Ms. McWhorter is upset it seems because no one has prominently mentioned in the media that Senator Thurmond, (according to her - she gives no proof), may have fathered a daughter, Essie Mae Williams, with a black woman way way back in 1925, just 78 years ago. This child, she writes, was "almost certainly" fathered by Senator Thurmond. Just like Juantia Broaddrick may have been but was almost certainly raped by Bill Clinton. McWhorter unsuccessfully tried to contact the 78 year old child to get her "comments" about Senator Thurmond. Fortunately, Ms Williams was not available. McWhorter is, by golly, not going to let Senator Thurmond off the hook on this massive display of hypocrisy even if he is dead and the child he supposedly fathered is a mere 78 years old. Is this hard hitting investigative reporting or what?
Ms. McWhorter bad mouths not only the deceased Senator Thurmond but also his "almost certain" daughter by calling her a racist name - a "high yaller" sorority girl. "High Yaller" is a slang term that refers to the color of skin. She doesn't stop there. She throws a couple of feminist low blows at Senator Thurmond's wives as well. She calls them "conspicuously virginal choices" of Senator Thurmond. How can someone conspicously virginal?

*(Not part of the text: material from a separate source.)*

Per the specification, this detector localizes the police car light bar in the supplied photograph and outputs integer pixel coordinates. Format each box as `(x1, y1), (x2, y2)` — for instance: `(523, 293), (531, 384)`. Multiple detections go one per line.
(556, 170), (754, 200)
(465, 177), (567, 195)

Are all attractive 20 year old women participants in beauty contests conspicously virginal to McWhorter or just those that marry senators?
McWhorter called the senator's second wife a "proverbial 'flower of southern womanhood,' the ideal that justified segregation's direst form of social control, the ritual castration of lynching." Note the snotty quotes around 'flower of southern womanhood'. Why use this old stereotypical term to describe a senator's wife? Ritual castration of lynching? Senator Thurmond married a beautiful woman to justify the ritual castration of lynching? And, of course, what is an article about an old line segregationist without including a passing learned reference to lynching or castration? No evidence is forthcoming from McWhorter about whether Senator Thurmond ever was involved in these activities. I guess Whorter wants the reader to assume that if someone was a segregationist they must lynched a couple of blacks at one time or another.
And, of course, to complete the circle of hate, Ms McWhorter brings up the death of the senator's 22 year old daughter in 1993 in a traffic accident as if the "all-merciful Christian deity", as Ms McWhorter delicately refers to God, was punishing Senator Thurmond for being an old line segregationist politician. McWhorter even hurls a shovel full of vindictive at the senator's dead daughter and his wives by happily italicizing the word 'she' in the sentence containing "22-year-old white daughter he did acknowledge, just before she was to enter the Miss South Carolina contest".
This is a new journalistic low: gleefully and hatefully dancing on a dead senator's grave and trashing the women in his life before the flowers on his grave have wilted . The all-merciful Christian deity knows McWhorter won't get another Pulitzer for this piece of garbage.